Berita mengenai strategi emiten batu bara dalam mencari sumber pendapatan alternatif menjadi utama topik halaman market edisi harian Bisnis Indonesia, Rabu (18/9/2019).
Aprianto Cahyo Nugroho
Aprianto Cahyo Nugroho - Bisnis.com 18 September 2019  |  09:08 WIB
AKSI EMITEN 18 SEPTEMBER: Kala Emiten Kejar Cuan dari EBT, WEGE Catat Rp5,2 Triliun
Siluet karyawan di dekat layar monitor pergerakan Indeks Harga Saham Gabungan (IHSG) di Bursa Efek Indonesia, Jakarta, Kamis (13/6/2019). - Bisnis/Nurul Hidayat

Bisnis.com, JAKARTA – Berita mengenai strategi emiten batu bara dalam mencari sumber pendapatan alternatif menjadi utama topik halaman market edisi harian Bisnis Indonesia, Rabu (18/9/2019).

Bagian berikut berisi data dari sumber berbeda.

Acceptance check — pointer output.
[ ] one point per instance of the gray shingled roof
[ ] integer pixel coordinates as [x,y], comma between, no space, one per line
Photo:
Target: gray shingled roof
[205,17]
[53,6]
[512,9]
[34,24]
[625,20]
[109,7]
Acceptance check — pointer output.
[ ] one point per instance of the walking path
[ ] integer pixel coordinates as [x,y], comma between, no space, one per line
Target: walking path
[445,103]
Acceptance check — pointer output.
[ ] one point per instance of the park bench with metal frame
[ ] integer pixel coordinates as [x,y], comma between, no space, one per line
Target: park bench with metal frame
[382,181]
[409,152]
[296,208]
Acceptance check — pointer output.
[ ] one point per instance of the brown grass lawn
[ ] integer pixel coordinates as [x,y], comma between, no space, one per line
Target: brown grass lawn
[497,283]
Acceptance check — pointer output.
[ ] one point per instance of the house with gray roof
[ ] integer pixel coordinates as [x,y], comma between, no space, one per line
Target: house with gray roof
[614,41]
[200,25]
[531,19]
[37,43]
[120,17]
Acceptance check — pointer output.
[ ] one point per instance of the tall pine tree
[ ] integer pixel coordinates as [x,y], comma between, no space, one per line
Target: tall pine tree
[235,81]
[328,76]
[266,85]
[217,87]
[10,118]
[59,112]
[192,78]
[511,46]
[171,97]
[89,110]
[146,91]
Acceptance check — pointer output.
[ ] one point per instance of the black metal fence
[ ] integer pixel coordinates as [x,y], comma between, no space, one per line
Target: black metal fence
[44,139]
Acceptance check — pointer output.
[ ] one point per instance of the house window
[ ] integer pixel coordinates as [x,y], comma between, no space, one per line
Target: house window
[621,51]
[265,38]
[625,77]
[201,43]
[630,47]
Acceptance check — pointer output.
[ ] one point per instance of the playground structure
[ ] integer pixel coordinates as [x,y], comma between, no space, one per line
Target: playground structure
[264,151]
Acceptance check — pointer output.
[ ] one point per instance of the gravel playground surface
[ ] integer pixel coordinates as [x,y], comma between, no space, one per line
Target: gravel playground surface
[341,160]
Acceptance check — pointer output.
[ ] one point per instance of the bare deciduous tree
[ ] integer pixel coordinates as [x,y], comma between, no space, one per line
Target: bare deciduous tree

Berikut perincian topiknya: 

Kala Emiten Kejar Cuan dari EBT. Fluktuasi harga batu bara yang kerap membayangi kinerja para produsen komoditas itu membuat mereka memutar otak untuk mencari sumber pendapatan alternatif. Salah satu strategi yang ditempuh yakni dengan masuk ke bisnis pembangkit listrik energi baru terbarukan.

WEGE Catat Rp5,2 Triliun. Nilai kontrak baru PT Wijaya Karya Bangunan Gedung Tbk. hingga pekan pertama September 2019 mencapai Rp5,2 triliun. Adapun, perseroan masih membidik berbagai proyek pemerintah, BUMN, dan swasta untuk mengejar target Rp11,98 triliun hingga akhir tahun.

Bukopin Cari Dana Jumbo untuk Perkuat Modal. PT Bank Bukopin Indonesia Tbk. sedang mencari dana jumbo dengan menerbitkan saham bertipe kelas B maksimal 40% dari jumlah saham yang ditempatkan atau setara dengan 4,66 miliar saham.

Margin Medco Energi Berpotensi Menebal. PT Medco Energi Internasional Tbk. berpotensi mengantongi margin yang lebih tebal apabila gejolak geopolitik menyulut harga minyak mentah ke level yang lebih tinggi pada sisa tahun ini.

Investor Asing Cari Aset Aman. Investor asing mulai mengalihkan dananya dari pasar saham ke tempat yang lebih aman, termasuk obligasi seiring dengan masih tingginya volatilitas pasar saat ini.

ITIC Sedang Mengepul. Di tengah panasnya pembahasan soal kenaikan tarif cukai hasil tembakau pada 2020, saham PT Indonesian Tobacco Tbk. justru menyentuh batas auto rejection atas dalam 2 hari terakhir.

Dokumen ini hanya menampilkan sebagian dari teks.